La Torah quindi fa derivare Bavèl da balàl (confondere), ma questa semplice affinità fonetica non ha nulla a che fare con la vera origine del nome di Babilonia. In lingua sumera, Bavèl significa infatti “Porta di Dio”. Ciò ci riporta al già menzionato mito sulla fondazione della città mesopotamica da parte delle divinità, un mito che la Bibbia intende negare con forza. Collegare il nome di Babele al verbo confondere significa quindi deridere l’idolatria e screditare le leggende imposte dai sovrani babilonesi.

L’intento della Torah sta dunque nel metterci in guardia dal pericolo (ancora fortemente attuale) di una forzata omogeneità spacciata per armonia, e nel contrastare le pretese di chi vuole sopprimere le legittime differenze attraverso il proprio potere, come è sempre avvenuto in ogni dittatura totalitaria.

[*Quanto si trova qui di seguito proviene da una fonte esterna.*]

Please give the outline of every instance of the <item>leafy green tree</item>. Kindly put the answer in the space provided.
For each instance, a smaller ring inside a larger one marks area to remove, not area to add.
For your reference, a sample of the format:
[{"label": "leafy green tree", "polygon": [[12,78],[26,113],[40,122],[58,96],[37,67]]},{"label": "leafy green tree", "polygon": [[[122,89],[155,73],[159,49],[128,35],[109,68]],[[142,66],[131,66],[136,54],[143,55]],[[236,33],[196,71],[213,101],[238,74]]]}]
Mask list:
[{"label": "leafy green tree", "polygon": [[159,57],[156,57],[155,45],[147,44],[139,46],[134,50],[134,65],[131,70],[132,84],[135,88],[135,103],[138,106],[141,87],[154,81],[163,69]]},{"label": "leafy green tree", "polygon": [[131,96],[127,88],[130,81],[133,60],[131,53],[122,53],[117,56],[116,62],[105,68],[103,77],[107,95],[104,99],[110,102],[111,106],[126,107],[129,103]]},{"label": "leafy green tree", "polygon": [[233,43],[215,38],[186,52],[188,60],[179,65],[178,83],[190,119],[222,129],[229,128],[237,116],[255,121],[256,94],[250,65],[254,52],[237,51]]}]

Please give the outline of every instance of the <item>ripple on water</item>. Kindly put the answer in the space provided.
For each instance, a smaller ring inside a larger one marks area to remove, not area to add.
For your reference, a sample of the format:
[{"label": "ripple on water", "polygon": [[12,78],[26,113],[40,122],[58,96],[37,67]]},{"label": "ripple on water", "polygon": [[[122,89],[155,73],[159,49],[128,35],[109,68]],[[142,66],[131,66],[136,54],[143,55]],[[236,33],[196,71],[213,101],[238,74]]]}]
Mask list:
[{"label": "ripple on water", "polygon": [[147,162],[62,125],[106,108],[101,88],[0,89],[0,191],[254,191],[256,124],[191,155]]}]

Ma a tutto ciò si contrappone la promessa divina di un’epoca futura in cui l’umanità sarà davvero unita, non allo scopo di “farsi un nome” o di raggiungere il cielo con le proprie forze, ma spinta finalmente da intenti lodevoli e sinceri:
“Poiché allora darò ai popoli un linguaggio puro, affinché tutti invochino il Nome del Signore, per servirlo di comune accordo” (Sofonia 3:9).